I closed my eyes. He certainly meant every word he said. Cold, cruel, heartless, I thought to myself.

"What must I do?" I was resigned and subdued.

"You may be aware of the fact that I possess no title," he questioned, scanning my face.

It was true. Disowning your family had serious consequences, usually public flogging and other forms of humiliation. But Damien was too dangerous a man to be subjected to such methods and despite him controlling nearly a third of the lands, the king had refused to bestow a title on him. Besides, if Damien truly wished to, he could get the king killed though that was too risky, even for him.

"I know of only a single way to try and obtain a title that does not involve asking mercy of a hateful, worthless man who fathered me," he continued with malice, "and a title will help me to fulfil what I desire in a shorter period of time. Time is invaluable."
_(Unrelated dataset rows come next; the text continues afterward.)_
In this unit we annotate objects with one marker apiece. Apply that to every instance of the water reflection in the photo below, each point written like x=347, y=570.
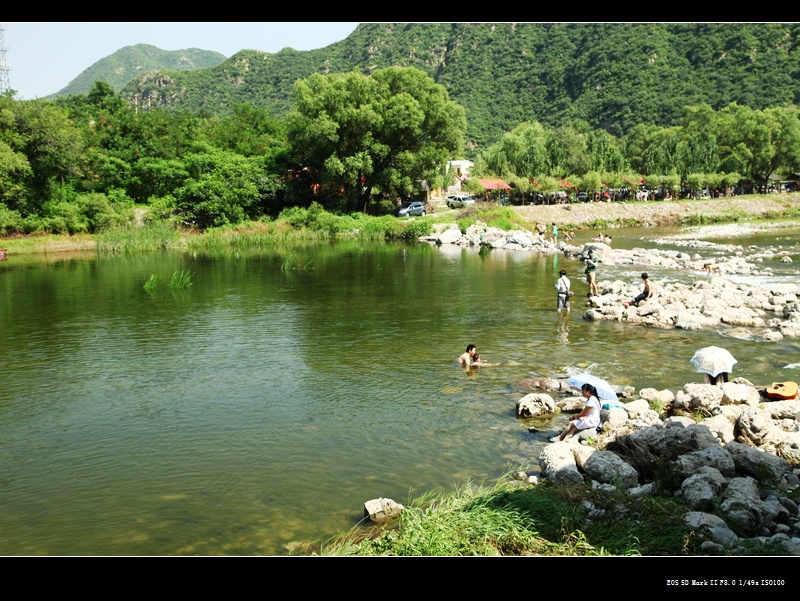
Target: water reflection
x=264, y=405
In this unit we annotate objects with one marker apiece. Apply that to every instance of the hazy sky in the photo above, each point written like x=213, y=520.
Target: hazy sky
x=44, y=57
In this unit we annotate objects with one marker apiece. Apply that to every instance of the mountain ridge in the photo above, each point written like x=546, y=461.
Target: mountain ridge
x=124, y=65
x=608, y=75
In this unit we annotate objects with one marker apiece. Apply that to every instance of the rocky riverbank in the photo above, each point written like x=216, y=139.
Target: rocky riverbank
x=657, y=213
x=729, y=452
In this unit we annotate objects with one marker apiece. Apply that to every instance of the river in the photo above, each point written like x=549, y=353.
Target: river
x=263, y=405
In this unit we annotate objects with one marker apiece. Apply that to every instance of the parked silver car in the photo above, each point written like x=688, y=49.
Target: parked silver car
x=411, y=208
x=457, y=201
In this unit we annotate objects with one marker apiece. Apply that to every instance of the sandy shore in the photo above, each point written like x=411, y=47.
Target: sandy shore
x=655, y=213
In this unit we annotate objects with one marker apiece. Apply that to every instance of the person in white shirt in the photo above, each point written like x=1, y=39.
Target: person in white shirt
x=563, y=289
x=589, y=417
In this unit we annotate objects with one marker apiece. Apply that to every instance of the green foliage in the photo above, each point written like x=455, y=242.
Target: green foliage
x=610, y=75
x=181, y=279
x=222, y=187
x=294, y=263
x=152, y=282
x=11, y=222
x=354, y=135
x=415, y=229
x=509, y=519
x=128, y=237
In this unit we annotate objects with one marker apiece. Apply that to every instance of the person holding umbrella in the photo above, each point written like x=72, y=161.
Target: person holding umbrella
x=715, y=362
x=589, y=417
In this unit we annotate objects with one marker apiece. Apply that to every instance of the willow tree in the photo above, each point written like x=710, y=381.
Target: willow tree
x=354, y=135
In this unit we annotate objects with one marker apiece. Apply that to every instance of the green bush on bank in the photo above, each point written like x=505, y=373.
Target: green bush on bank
x=512, y=518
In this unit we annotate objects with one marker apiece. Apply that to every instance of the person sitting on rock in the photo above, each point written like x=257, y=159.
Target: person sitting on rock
x=646, y=293
x=589, y=417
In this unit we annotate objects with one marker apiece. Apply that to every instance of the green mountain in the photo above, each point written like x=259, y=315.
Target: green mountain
x=130, y=62
x=612, y=76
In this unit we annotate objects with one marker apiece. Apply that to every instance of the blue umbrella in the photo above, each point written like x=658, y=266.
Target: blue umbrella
x=604, y=389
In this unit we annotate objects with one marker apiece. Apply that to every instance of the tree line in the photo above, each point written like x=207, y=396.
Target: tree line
x=350, y=143
x=737, y=146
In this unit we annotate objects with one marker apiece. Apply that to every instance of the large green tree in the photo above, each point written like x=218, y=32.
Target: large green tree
x=354, y=135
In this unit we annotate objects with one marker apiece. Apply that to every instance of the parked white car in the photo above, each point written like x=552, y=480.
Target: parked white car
x=457, y=201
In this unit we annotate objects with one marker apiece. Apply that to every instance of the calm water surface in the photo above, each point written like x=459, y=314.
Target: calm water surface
x=264, y=405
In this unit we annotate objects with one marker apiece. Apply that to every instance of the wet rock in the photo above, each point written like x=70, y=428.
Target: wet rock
x=382, y=510
x=535, y=405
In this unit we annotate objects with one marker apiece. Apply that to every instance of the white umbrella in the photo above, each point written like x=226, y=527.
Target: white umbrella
x=713, y=360
x=604, y=389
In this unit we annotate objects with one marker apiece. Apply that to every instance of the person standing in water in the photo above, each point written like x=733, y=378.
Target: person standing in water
x=591, y=266
x=563, y=290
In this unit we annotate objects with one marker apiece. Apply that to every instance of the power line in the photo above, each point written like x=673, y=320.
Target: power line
x=5, y=85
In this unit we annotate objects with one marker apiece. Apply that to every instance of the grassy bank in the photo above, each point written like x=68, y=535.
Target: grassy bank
x=513, y=518
x=313, y=223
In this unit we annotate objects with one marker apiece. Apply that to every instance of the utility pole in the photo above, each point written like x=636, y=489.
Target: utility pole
x=5, y=85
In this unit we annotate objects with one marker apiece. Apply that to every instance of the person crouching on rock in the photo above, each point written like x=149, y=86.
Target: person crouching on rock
x=589, y=417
I had to agree on this point. If my father had been treated sooner, if his assistants who practised medicine had arrived on time, he would have still been living. And Troy and I would not have been in this precarious situation, our lives in the hands of this calculating man, formerly known as Damien von Heart in the days when he had not yet disowned his father. Stravos, I believe, is the maiden name of his mother.

"You are eighteen winters, are you not?" Damien asked, scrutinising me.

I nodded nervously, wondering what exactly I had to do.

"Remember that in exchange, I will personally see to the safety of your lives," Damien trailed off for the first time.

"Yes, I take your word for it," I said cautiously. For my brother, I would give my life.

"Annelise von Falkmor," he addressed me directly, "I want you to pretend to be my wife."